She does not have children in emigration and who herself suffers from loneliness and lack of medicine. According to the virtual Skanderbeg of the opposition himself, it cost four million euros...
The government brings out the Sun. The opposition brings out Skanderbeg. This is the panorama of Albanian politics in 2026. On the one hand, a virtual character created with artificial intelligence, presented with pomp as part of the governing team. The Sun appears curated down to the last detail, with precise movements, perfect lighting, hair that doesn't move even in the wind and a smile that knows no economic crisis, emigration or low pensions. She doesn't have children in emigration and who herself suffers from loneliness and lack of medicine. According to the opposition's virtual Skanderbeg himself, she cost four million euros.
On the other hand, the Democratic Party decides to open the Renewal Assembly with a virtual Skanderbeg. The idea itself could have been interesting if it had not been realized with a quality reminiscent of the cartoons of the 70s by the Kinostudio "New Albania". The lips moved in one direction, the words came a second later in another direction, while the figure looked as if it had been hastily lifted from a forgotten warehouse of the transition. According to the Skanderbeg of the DP himself, the realization had cost only a hundred euros.
The opening message of the Democratic Party's Skanderbeg was that the Democratic Party's office for producing videos with artificial intelligence had a lower cost than the corresponding government office. It looked like a competition between the American Microsoft Azure and the Chinese DeepSeek.
In fact, it doesn't really matter whether Diella costs four million or four euros, nor whether Skanderbeg costs a hundred or a thousand. What matters is the symbolism that both unintentionally produce.
The sun represents the polished politics of power. Everything seems perfect. Everything seems modern. Everything seems controlled. Like many government presentations, where sometimes the image seems more elaborate, but which has no connection to the reality it is trying to describe.
Skanderbeg, on the other hand, represents the state of affairs in which the opposition has fallen. A political force that once claimed to be an alternative to government, but which today often seems stuck between nostalgia for the past and the inability to build a convincing vision for the future. Even the delay between the movement of lips and words seemed like a political metaphor: the opposition speaks, but always a little late to the problems of the time.
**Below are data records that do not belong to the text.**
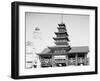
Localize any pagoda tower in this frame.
[53,23,71,52]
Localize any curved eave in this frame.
[58,23,66,27]
[55,42,68,45]
[57,27,66,30]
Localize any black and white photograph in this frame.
[11,2,97,79]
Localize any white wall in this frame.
[0,0,100,81]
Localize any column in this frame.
[75,54,78,66]
[84,54,87,65]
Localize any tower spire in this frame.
[61,15,63,23]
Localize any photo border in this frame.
[11,2,98,79]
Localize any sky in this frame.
[25,12,90,52]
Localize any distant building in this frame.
[37,23,89,67]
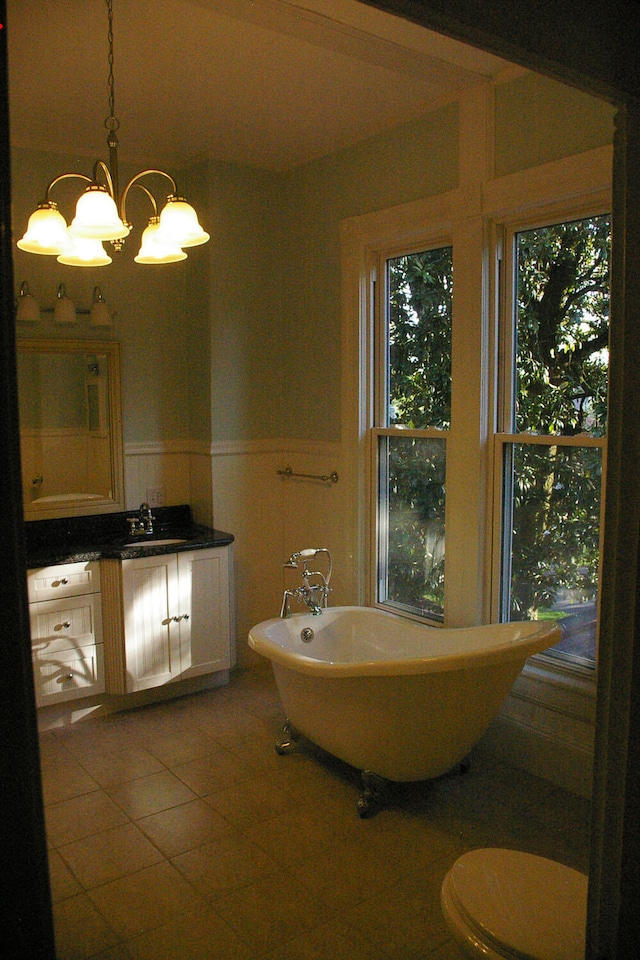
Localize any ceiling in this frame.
[7,0,510,170]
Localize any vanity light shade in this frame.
[58,237,113,267]
[157,197,209,247]
[69,183,129,240]
[17,201,71,257]
[133,217,187,263]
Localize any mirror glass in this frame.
[18,340,124,520]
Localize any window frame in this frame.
[487,202,611,682]
[367,236,455,627]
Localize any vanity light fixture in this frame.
[53,283,78,323]
[16,280,40,323]
[89,287,111,327]
[18,0,209,267]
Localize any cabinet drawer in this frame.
[27,560,100,603]
[29,593,102,651]
[33,643,104,707]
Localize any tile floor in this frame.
[41,663,589,960]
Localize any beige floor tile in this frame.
[88,861,199,941]
[48,847,82,903]
[213,872,334,956]
[53,894,118,960]
[42,751,100,806]
[59,823,162,889]
[172,748,253,797]
[137,799,231,857]
[41,661,589,960]
[344,865,451,960]
[77,746,165,787]
[206,778,298,828]
[263,920,399,960]
[171,834,281,900]
[45,790,127,847]
[109,770,195,820]
[122,908,255,960]
[141,728,219,767]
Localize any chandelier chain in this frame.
[104,0,120,132]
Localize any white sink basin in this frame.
[125,537,187,550]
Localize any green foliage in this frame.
[381,436,445,617]
[388,247,453,429]
[383,247,453,617]
[506,217,610,619]
[516,217,610,436]
[382,216,610,640]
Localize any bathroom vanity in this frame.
[25,506,235,709]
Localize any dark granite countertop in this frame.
[24,504,233,569]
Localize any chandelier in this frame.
[17,0,209,267]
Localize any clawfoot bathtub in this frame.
[249,607,560,816]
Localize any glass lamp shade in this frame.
[58,237,113,267]
[133,217,187,263]
[69,183,129,240]
[17,201,71,256]
[158,197,209,247]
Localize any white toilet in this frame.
[441,848,587,960]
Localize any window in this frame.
[374,239,453,620]
[497,216,610,666]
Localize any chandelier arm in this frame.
[44,173,91,203]
[90,160,118,203]
[120,169,178,223]
[120,177,158,223]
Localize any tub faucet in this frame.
[280,547,331,619]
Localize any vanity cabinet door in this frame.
[122,554,180,692]
[122,547,232,693]
[29,593,105,707]
[177,547,231,678]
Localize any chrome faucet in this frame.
[127,503,155,537]
[280,547,332,619]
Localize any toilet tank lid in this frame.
[448,847,587,960]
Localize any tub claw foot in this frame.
[275,720,300,756]
[358,770,387,820]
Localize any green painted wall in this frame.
[494,73,615,177]
[13,75,613,443]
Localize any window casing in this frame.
[372,244,453,622]
[493,215,610,669]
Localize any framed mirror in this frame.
[17,340,125,520]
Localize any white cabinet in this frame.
[27,561,105,706]
[122,547,232,693]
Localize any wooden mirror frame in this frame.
[17,339,125,520]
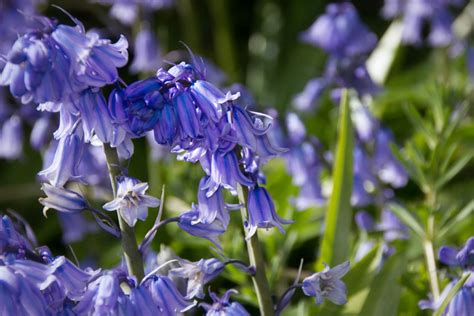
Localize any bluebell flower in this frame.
[144,276,196,316]
[178,206,225,247]
[418,280,474,316]
[286,112,306,145]
[48,256,97,300]
[246,186,293,239]
[71,89,126,147]
[58,213,98,245]
[130,23,161,73]
[0,115,23,159]
[103,177,160,227]
[30,114,52,151]
[129,286,160,316]
[0,18,72,104]
[169,258,225,299]
[302,261,350,305]
[38,134,83,187]
[92,0,175,25]
[74,270,133,315]
[208,151,254,195]
[51,24,128,87]
[196,177,230,227]
[0,215,32,255]
[301,2,377,57]
[0,266,48,316]
[39,183,88,215]
[199,290,250,316]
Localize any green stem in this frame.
[423,214,439,301]
[104,144,145,282]
[237,185,275,316]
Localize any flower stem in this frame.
[237,185,275,316]
[423,214,439,301]
[104,144,145,282]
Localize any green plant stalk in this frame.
[423,214,439,300]
[237,185,275,316]
[104,144,145,282]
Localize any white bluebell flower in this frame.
[302,261,350,305]
[103,176,160,227]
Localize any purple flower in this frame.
[48,256,95,300]
[0,266,48,316]
[301,2,377,57]
[0,115,23,159]
[196,177,230,227]
[38,134,83,187]
[302,261,350,305]
[144,276,196,316]
[0,18,71,104]
[39,183,88,214]
[0,215,31,255]
[355,211,375,232]
[208,151,254,194]
[51,21,128,87]
[169,258,225,299]
[130,23,161,73]
[74,270,133,315]
[418,281,474,316]
[103,177,160,227]
[246,186,293,239]
[178,206,225,247]
[199,289,250,316]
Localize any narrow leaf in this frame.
[319,246,383,316]
[358,253,406,316]
[317,90,353,269]
[436,201,474,240]
[436,153,473,188]
[433,273,471,316]
[389,203,425,238]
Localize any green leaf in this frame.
[320,246,383,316]
[356,253,406,316]
[436,201,474,240]
[389,203,425,238]
[433,273,471,316]
[316,90,353,270]
[436,152,473,188]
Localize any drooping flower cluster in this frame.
[293,2,378,111]
[0,216,262,316]
[382,0,464,46]
[418,237,474,315]
[109,62,290,241]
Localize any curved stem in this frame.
[104,144,145,282]
[237,185,275,316]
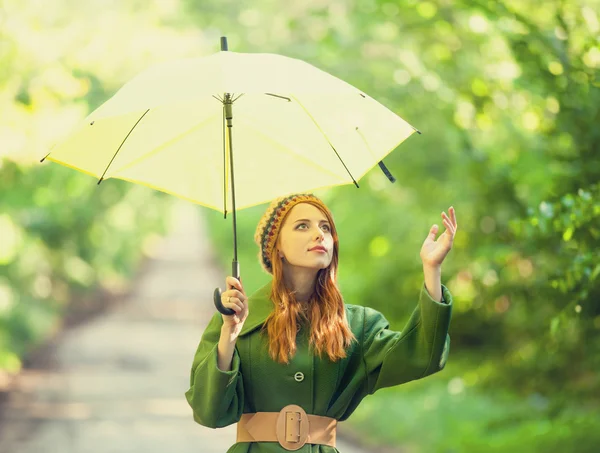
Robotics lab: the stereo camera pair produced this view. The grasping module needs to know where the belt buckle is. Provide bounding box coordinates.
[276,404,309,451]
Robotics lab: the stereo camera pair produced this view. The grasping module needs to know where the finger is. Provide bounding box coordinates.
[444,220,454,236]
[221,296,244,308]
[225,275,243,291]
[448,206,457,229]
[427,224,439,240]
[229,289,248,301]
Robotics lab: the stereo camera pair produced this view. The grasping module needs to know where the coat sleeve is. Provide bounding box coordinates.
[185,312,244,428]
[363,283,452,394]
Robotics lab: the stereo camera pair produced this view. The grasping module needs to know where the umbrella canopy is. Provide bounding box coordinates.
[46,45,415,213]
[42,37,416,315]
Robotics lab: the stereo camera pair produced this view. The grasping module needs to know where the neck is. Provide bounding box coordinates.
[283,263,318,302]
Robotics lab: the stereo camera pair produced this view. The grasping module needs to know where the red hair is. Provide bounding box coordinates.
[263,200,356,363]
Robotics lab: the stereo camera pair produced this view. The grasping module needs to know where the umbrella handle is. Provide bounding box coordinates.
[213,260,240,316]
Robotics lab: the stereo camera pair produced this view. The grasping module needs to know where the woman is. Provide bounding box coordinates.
[185,194,457,453]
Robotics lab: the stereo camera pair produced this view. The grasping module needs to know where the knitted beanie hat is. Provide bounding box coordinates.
[254,193,331,274]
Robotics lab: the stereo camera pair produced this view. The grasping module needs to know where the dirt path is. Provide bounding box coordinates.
[0,202,376,453]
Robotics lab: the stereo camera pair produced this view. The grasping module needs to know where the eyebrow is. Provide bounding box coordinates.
[294,219,329,223]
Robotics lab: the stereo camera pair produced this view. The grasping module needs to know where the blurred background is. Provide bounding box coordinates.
[0,0,600,453]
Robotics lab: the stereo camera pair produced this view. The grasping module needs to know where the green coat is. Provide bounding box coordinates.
[185,280,452,453]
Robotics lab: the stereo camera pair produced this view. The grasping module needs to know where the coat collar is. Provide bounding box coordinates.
[239,279,273,336]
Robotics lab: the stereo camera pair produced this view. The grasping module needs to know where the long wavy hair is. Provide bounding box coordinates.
[262,201,356,363]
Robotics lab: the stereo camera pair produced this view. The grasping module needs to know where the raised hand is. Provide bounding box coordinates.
[420,206,457,267]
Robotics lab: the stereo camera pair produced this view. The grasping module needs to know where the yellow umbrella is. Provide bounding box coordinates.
[42,37,418,314]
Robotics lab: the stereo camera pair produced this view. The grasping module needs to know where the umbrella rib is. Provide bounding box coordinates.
[355,126,396,182]
[98,109,150,185]
[291,95,360,189]
[106,112,219,179]
[238,118,346,178]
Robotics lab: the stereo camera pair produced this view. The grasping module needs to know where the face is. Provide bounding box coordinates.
[278,203,333,271]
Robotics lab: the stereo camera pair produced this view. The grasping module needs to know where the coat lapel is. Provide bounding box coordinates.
[239,279,273,336]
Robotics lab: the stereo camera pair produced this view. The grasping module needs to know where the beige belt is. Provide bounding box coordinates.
[237,404,337,450]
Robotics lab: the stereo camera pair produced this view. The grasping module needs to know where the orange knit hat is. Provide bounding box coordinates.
[254,193,333,274]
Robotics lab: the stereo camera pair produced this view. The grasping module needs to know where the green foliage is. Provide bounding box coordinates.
[0,0,600,452]
[0,160,169,371]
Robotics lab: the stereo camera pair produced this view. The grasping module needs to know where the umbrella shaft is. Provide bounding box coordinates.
[224,93,237,262]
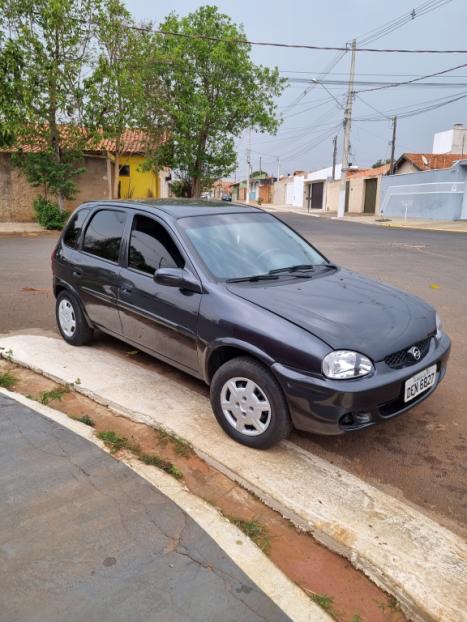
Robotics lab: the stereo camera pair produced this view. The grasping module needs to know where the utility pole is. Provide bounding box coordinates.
[245,129,251,205]
[332,136,337,181]
[389,115,397,175]
[337,39,357,218]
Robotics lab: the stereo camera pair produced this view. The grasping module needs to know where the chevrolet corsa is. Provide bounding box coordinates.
[52,200,450,448]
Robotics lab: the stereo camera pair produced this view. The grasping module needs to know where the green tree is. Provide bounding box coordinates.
[0,0,103,211]
[145,6,284,197]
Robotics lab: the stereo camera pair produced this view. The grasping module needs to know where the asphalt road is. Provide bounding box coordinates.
[0,223,467,534]
[0,395,289,622]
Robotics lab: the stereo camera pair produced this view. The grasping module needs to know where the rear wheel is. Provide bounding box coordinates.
[211,357,292,449]
[55,291,93,346]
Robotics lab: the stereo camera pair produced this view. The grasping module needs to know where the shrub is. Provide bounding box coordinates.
[33,196,68,230]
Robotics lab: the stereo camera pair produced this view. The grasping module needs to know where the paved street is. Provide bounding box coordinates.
[0,395,289,622]
[0,221,467,531]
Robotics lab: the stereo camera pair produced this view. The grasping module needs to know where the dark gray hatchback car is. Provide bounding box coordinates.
[52,200,450,448]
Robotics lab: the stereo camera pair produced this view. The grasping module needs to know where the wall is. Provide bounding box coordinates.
[306,164,342,181]
[349,177,365,214]
[324,180,340,212]
[433,126,467,153]
[0,153,108,222]
[272,177,287,205]
[433,130,454,153]
[380,160,467,220]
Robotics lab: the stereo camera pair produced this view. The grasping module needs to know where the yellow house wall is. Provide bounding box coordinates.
[119,155,160,199]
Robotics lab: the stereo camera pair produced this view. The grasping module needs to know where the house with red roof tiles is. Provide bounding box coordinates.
[0,126,170,222]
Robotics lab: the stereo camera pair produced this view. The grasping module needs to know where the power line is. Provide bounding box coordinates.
[289,76,467,93]
[357,0,451,45]
[354,92,467,123]
[359,63,467,93]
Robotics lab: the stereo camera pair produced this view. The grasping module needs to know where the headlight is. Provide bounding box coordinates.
[323,350,373,380]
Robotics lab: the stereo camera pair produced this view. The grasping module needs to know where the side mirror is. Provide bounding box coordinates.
[153,268,203,294]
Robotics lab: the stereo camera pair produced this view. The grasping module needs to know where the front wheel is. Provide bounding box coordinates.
[55,291,93,346]
[211,357,292,449]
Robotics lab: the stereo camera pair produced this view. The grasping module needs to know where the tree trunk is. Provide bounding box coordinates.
[191,177,201,199]
[105,151,113,199]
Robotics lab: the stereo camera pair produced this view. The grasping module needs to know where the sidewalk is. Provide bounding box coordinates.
[0,394,320,622]
[0,222,46,235]
[261,204,467,233]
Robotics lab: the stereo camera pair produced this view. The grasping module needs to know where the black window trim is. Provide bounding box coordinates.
[62,205,93,251]
[78,204,130,266]
[121,209,194,282]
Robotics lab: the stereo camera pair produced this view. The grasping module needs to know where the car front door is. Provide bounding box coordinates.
[118,213,202,375]
[72,207,127,335]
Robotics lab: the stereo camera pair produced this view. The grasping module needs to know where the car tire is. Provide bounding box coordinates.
[210,357,292,449]
[55,291,94,346]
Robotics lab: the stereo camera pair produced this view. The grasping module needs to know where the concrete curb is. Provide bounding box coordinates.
[0,335,467,622]
[0,388,331,622]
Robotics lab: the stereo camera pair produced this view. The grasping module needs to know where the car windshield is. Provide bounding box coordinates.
[178,212,326,280]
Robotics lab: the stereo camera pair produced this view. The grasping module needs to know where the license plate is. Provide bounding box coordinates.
[404,365,436,402]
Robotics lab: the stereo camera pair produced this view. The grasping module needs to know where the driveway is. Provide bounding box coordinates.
[0,395,289,622]
[0,223,467,533]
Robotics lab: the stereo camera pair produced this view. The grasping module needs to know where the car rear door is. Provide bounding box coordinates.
[73,206,127,335]
[118,213,202,375]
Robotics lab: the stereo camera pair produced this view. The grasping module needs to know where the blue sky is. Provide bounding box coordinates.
[126,0,467,176]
Thus, without realizing it, the two virtual characters became mirrors of the camps that created them.
One covered in the splendor of power.
The other with the dust of the years.
One designed to show success.
The other designed to remember glory.
But both have the same problem.
No one lives in the real Albania.
No one is faced with energy bills, food prices, the difficulty of buying a home, the emigration of young people, or pensions that run out before the end of the month.
While the government and opposition compete with avatars, Albanians continue to face real-world problems.
In this sense, Diella and Skanderbeg are not simply products of artificial intelligence. They are the most sincere product of today's Albanian politics.
A policy that invests more and more in appearance and less and less in content.
A policy that talks about virtual characters, while real people leave the country.
A policy that debates the quality of animation, while the quality of life remains the unanswered question.
Perhaps for this reason, the most significant moment is neither the appearance of the Sun nor the appearance of Skanderbeg. The most significant moment is the fact that no one seems surprised.
Because Albanians have long understood what technology simply made obvious: that such a gap has been created between politics and reality that virtual characters now seem more suitable than real people to represent it.